MATLAB Simulation Program for 6-DOF Motion of a Rigid Body with Fixed Mass

This MATLAB simulation program models the 6-degree-of-freedom (6-DOF) motion of a rigid body with fixed mass. The program utilizes rigid body dynamics equations and Euler angle representations to simulate spatial motion trajectories. This simulation framework can be applied to study rigid body kinematics, aircraft control systems, robotic motion planning, and various dynamic systems. The implementation includes numerical integration of Newton-Euler equations, coordinate transformations between body-fixed and inertial frames, and quaternion/Euler angle conversions for attitude representation. The code structure features modular components for force/moment calculations, state propagation using ODE solvers (like ode45), and 3D visualization routines.
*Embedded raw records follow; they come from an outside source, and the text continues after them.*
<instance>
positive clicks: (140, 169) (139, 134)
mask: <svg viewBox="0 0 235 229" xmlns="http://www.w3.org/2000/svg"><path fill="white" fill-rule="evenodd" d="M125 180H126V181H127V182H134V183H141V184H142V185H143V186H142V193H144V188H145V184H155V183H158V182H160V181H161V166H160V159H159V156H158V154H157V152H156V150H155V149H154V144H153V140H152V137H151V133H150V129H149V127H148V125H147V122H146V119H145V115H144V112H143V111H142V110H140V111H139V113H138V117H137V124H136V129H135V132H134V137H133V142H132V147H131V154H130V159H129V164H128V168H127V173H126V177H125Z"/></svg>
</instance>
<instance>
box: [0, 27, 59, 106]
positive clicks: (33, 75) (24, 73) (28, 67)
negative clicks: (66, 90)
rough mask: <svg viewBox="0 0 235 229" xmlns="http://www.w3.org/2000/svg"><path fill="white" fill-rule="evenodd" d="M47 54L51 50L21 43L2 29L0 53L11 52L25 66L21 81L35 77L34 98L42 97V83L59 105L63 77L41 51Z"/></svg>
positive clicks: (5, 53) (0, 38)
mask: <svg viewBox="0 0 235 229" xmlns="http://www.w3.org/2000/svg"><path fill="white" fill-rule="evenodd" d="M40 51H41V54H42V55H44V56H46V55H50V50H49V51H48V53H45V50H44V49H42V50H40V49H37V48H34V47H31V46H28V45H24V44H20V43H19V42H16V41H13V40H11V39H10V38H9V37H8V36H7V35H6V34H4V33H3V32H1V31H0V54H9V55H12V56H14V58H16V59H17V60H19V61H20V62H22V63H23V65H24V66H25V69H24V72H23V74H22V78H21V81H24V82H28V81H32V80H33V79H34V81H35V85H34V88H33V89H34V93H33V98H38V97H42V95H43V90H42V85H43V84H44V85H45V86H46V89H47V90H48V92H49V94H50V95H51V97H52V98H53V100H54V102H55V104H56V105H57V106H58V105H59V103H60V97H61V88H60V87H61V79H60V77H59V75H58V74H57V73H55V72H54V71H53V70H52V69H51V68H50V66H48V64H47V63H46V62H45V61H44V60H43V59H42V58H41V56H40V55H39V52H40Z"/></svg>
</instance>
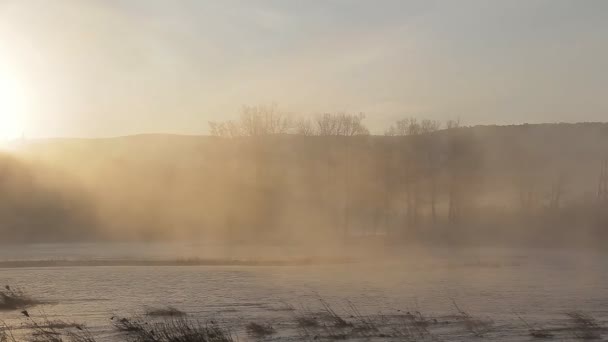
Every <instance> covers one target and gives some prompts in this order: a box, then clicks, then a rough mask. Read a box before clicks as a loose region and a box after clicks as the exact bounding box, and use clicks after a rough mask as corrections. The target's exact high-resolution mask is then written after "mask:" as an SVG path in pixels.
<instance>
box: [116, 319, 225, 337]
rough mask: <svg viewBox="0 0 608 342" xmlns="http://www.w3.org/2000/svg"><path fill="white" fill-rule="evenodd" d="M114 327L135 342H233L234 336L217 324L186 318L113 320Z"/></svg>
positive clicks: (120, 319) (122, 319)
mask: <svg viewBox="0 0 608 342" xmlns="http://www.w3.org/2000/svg"><path fill="white" fill-rule="evenodd" d="M112 321H113V322H114V327H115V328H116V329H117V330H119V331H121V332H123V333H125V334H126V335H125V336H126V337H127V338H128V339H129V340H131V341H134V342H232V341H233V339H232V336H231V334H230V333H229V332H228V331H227V330H224V329H222V328H221V327H219V326H218V325H216V324H201V323H200V322H198V321H192V320H188V319H185V318H171V319H164V320H162V321H160V322H157V321H150V320H146V319H144V318H113V320H112Z"/></svg>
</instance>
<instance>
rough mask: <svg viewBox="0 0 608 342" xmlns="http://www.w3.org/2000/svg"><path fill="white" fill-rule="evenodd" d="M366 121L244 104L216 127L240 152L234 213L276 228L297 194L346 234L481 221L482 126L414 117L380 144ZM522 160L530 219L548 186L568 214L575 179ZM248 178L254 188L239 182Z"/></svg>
mask: <svg viewBox="0 0 608 342" xmlns="http://www.w3.org/2000/svg"><path fill="white" fill-rule="evenodd" d="M364 119H365V115H363V114H348V113H326V114H322V115H318V116H314V117H300V118H294V117H292V116H290V115H288V114H286V113H285V112H282V111H280V110H279V109H278V108H277V107H276V106H257V107H245V108H244V109H243V111H242V113H241V116H240V118H239V119H238V120H236V121H225V122H212V123H210V129H211V134H212V135H213V136H216V137H221V138H233V139H222V140H221V141H224V143H225V144H226V146H231V147H230V148H231V150H230V151H232V152H229V153H230V154H232V156H233V157H232V162H231V163H232V165H237V167H236V169H235V170H238V171H235V172H234V177H233V178H232V181H231V182H232V183H231V184H230V185H227V186H231V187H233V188H234V190H233V193H235V199H234V200H233V201H232V203H233V204H234V210H237V211H238V210H239V208H241V207H249V208H250V209H249V212H250V213H251V215H253V216H256V218H255V219H251V218H243V219H242V220H241V224H242V222H246V223H248V224H251V225H253V226H265V227H269V226H272V225H273V224H274V223H273V222H276V220H275V219H277V218H276V217H274V215H275V214H280V213H281V211H282V210H283V208H284V207H285V206H288V205H289V204H290V203H300V202H296V200H294V198H293V197H294V196H295V197H298V196H299V197H298V199H297V200H298V201H303V202H302V203H304V204H302V205H303V207H304V208H307V209H306V210H308V212H309V213H310V216H319V213H321V216H322V217H323V218H322V219H318V220H317V221H316V222H317V223H319V222H321V223H320V225H327V226H328V227H329V229H333V230H335V231H336V232H340V234H344V235H345V236H349V235H352V234H354V233H358V232H361V230H368V231H370V230H371V231H372V232H374V233H378V232H382V231H384V232H385V233H387V234H390V233H399V232H407V231H408V230H416V231H418V230H419V229H421V228H423V227H428V226H445V227H454V226H461V225H464V224H468V223H469V220H470V219H471V218H473V217H475V216H476V215H477V216H478V215H479V213H480V212H479V204H480V201H482V199H480V198H481V196H480V195H481V194H486V195H487V193H488V191H487V189H484V188H486V186H487V185H488V184H487V182H486V178H487V176H488V175H487V170H486V169H485V167H486V165H485V164H486V161H485V157H486V155H485V152H484V151H483V148H484V146H482V144H480V142H479V140H478V139H477V137H476V136H475V134H474V131H473V129H470V128H468V127H463V126H461V123H460V121H459V120H449V121H447V122H444V123H442V122H439V121H436V120H419V119H416V118H411V117H410V118H404V119H401V120H398V121H396V122H394V123H393V124H392V125H390V126H389V127H388V129H387V130H386V131H385V133H384V135H383V136H381V137H378V136H370V131H369V129H368V128H367V127H366V125H365V123H364ZM518 158H519V159H518ZM521 158H523V157H521V156H517V157H515V159H514V160H520V161H522V162H521V165H518V166H516V167H513V168H512V170H514V171H512V172H514V174H513V175H512V176H510V177H512V178H513V179H518V180H516V181H513V184H512V185H511V187H512V188H513V189H519V190H518V194H517V195H516V196H515V197H514V198H513V199H512V202H514V203H520V204H521V207H522V208H521V209H522V210H521V212H522V213H524V214H525V215H524V216H526V215H527V216H530V213H533V212H538V210H535V209H533V207H534V206H535V204H534V203H536V202H538V201H539V200H538V199H537V197H538V196H537V195H536V193H537V192H538V191H539V190H538V189H540V188H547V189H550V198H549V199H548V200H547V201H546V208H547V209H548V210H552V211H553V212H556V211H559V209H560V207H561V203H562V202H563V201H564V196H565V195H564V194H565V191H566V190H565V189H566V188H565V184H566V177H565V176H564V175H563V174H560V175H559V177H556V178H555V180H553V181H550V180H548V179H547V180H543V181H538V180H537V179H535V177H534V176H533V173H530V170H536V169H539V167H536V166H533V165H531V162H530V163H528V162H525V161H523V159H521ZM509 172H511V171H509ZM602 172H603V174H604V175H605V174H608V172H606V171H602ZM248 173H251V174H253V177H249V178H250V179H253V180H252V182H251V183H250V184H249V185H247V186H245V187H242V186H240V185H238V184H239V182H241V181H242V179H243V178H247V174H248ZM602 177H604V178H602V179H605V178H606V177H608V176H602ZM604 182H605V181H604ZM545 183H546V184H545ZM235 184H236V185H235ZM602 184H605V183H602ZM296 185H297V186H296ZM602 189H605V185H603V187H602V185H600V190H599V193H598V198H599V197H602V196H605V195H603V194H604V192H603V191H605V190H602ZM247 192H248V193H247ZM515 192H516V193H517V191H515ZM243 201H246V202H247V203H245V204H243ZM294 205H299V204H294ZM306 210H301V211H306ZM313 212H314V214H313ZM226 215H227V217H232V216H234V213H233V212H228V213H227V214H226ZM269 216H270V217H271V219H270V220H269V219H268V217H269ZM307 219H308V218H307ZM277 220H278V219H277Z"/></svg>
If you're interested in extending this program, you can modify the core algorithms or integrate additional modules such as environmental disturbances, control systems, or collision detection. Through hands-on experimentation with this simulation, you'll gain deeper insights into rigid body mechanics, Euler angle implementations, and numerical methods for dynamic systems - simultaneously enhancing your programming skills in mathematical modeling and simulation techniques. Key implementation aspects include: handling of rotational dynamics through inertia tensors, management of kinematic equations for position/orientation updates, and proper treatment of Euler angle singularities using alternative representations when necessary. The modular design allows for easy integration of custom force models and controller implementations.